Not all atheists are created equal

Salon reports on a new study that reveals the complexity within the general grouping of “atheists and non-believers.” Most interesting for church folk is this:

6. Ritual Atheist/Agnostic. While you might think the anti-theist is the non-believer type that scares Christians the most, it turns out that it may very well be the Ritual Atheist/Agnostic. This group, making up 12.5 percent of atheists, doesn’t really believe in the supernatural, but they do believe in the community aspects of their religious tradition enough to continue participating. We’re not just talking about atheists who happen to have a Christmas tree, but who tend to align themselves with a religious tradition even while professing no belief. “Such participation may be related to an ethnic identity (e.g. Jewish),” explain researchers, “or the perceived utility of such practices in making the individual a better person.”

Huffington Post also reports on the study. The study itself can be found here.

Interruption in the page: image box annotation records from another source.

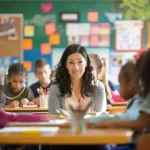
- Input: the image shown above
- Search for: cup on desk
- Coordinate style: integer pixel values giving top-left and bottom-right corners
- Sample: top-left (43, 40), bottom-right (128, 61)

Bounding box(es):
top-left (71, 110), bottom-right (86, 133)
top-left (39, 94), bottom-right (49, 108)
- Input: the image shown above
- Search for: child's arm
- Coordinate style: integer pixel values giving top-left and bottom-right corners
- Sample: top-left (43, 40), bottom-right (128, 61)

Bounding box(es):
top-left (95, 112), bottom-right (150, 131)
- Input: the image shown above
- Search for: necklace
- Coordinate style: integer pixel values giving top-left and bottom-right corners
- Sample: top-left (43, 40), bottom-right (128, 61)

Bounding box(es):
top-left (2, 87), bottom-right (26, 100)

Its description of the “Ritual Atheist/Agnostic” includes this observation:

The Ritual Atheist/Agnostic individual perceives ceremonies and rituals as producing personal meaning within life. This meaning can be an artistic or cultural appreciation of human systems of meaning while knowing there is no higher reality other than the observable reality of the mundane world. In some cases, these individuals may identify strongly with religious traditions as a matter of cultural identity and even take an active participation in religious rituals.

This is hardly a new phenomenon but it’s still worth pondering the significance of it for matters like church growth and congregational development, not to mention evangelism.